Usually overshadowed by the First Amendment, the Fourth Amendment is having its day in court. On November 29, 2017, the U.S. Supreme Court heard arguments in a case that will decide whether police need a warrant to obtain suspects’ data from cell phone providers.
Digital evidence and the Fourth Amendment
Cell phone data is becoming increasingly significant as evidence in criminal trials. Text messages have supported manslaughter charges, cell phone photos have been used against poachers, and in the current Supreme Court case, call records placed a suspect near the scene of a series of armed robberies.
No one wants armed robbers and poachers to go free, but these cases raise significant questions about how the Fourth Amendment should be applied to technology that the Constitution’s authors could never have imagined.

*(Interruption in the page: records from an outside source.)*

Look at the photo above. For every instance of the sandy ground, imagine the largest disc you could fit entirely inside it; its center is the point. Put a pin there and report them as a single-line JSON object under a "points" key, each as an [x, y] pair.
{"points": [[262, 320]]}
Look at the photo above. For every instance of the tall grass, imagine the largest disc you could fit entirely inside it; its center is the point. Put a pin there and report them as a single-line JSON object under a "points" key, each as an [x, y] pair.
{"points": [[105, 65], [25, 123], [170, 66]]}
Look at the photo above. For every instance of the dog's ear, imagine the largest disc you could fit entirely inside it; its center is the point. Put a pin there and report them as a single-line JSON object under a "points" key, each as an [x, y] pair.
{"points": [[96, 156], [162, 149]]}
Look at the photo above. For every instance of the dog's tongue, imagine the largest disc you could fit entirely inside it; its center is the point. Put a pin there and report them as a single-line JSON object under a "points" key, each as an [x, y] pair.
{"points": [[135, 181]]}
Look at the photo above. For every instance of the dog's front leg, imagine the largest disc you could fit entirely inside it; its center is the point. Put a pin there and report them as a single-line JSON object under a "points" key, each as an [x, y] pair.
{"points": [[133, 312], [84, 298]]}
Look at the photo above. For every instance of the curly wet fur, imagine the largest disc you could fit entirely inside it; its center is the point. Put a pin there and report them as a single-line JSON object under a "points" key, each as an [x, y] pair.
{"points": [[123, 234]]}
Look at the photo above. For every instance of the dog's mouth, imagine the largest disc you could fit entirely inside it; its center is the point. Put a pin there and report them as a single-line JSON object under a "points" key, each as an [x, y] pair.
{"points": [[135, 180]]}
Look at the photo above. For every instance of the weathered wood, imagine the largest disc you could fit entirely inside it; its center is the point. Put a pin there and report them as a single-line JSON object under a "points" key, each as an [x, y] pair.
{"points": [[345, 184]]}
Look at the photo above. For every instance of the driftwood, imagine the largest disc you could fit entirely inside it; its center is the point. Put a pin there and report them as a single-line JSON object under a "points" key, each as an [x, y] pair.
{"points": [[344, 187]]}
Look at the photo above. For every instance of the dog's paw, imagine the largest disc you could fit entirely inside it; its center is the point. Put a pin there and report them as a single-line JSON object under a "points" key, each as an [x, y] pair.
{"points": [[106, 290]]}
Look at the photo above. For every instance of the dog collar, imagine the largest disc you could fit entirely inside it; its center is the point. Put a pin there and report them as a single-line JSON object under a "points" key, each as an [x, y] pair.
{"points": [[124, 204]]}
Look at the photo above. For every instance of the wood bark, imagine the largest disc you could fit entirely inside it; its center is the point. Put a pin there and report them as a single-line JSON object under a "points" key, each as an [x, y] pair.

The Fourth Amendment states:
The right of the people to be secure in their persons, houses, papers, and effects, against unreasonable searches and seizures, shall not be violated, and no Warrants shall issue, but upon probable cause, supported by Oath or affirmation, and particularly describing the place to be searched, and the persons or things to be seized.
Carpenter v United States
In 2012, the Supreme Court determined that GPS tracking requires a warrant, in United States v Jones. Two years later, in Riley v California, the Court ruled that data on a cell phone also requires a warrant.
The problem with this piecemeal approach is that technology advances faster than court cases can proceed. At issue in the current case, Carpenter v United States, is whether the warrantless seizure and search of historical cell phone records over an extended time period is permitted by the Fourth Amendment.
In Carpenter, police obtained the suspect’s cell phone records through a court order – not a warrant – issued under the federal Stored Communications Act, which allows police to access cell phone transaction records from third-party service providers. Using the records secured via this so-called third-party doctrine, the police matched the suspect’s calls to the locations of the cell phone towers that relayed them. This data, the most precise available seven years ago, placed him near each of the robberies at the times they occurred.
Today the amount and quality of data individuals must give up to conveniently perform mundane tasks has expanded so dramatically, the third-party doctrine enshrined in the Stored Communications Act seems almost glib. Justice Sonia Sotomayor seems to be a particularly ardent defender of the Fourth Amendment. In the Jones case, she questioned whether the third-party doctrine the Court has followed since the wire-tapping cases of the 1970s is appropriate in today’s digital environment. So far, however, the Court has been reluctant to develop a new privacy paradigm. Will Carpenter be the case that redefines the Fourth Amendment for the modern age?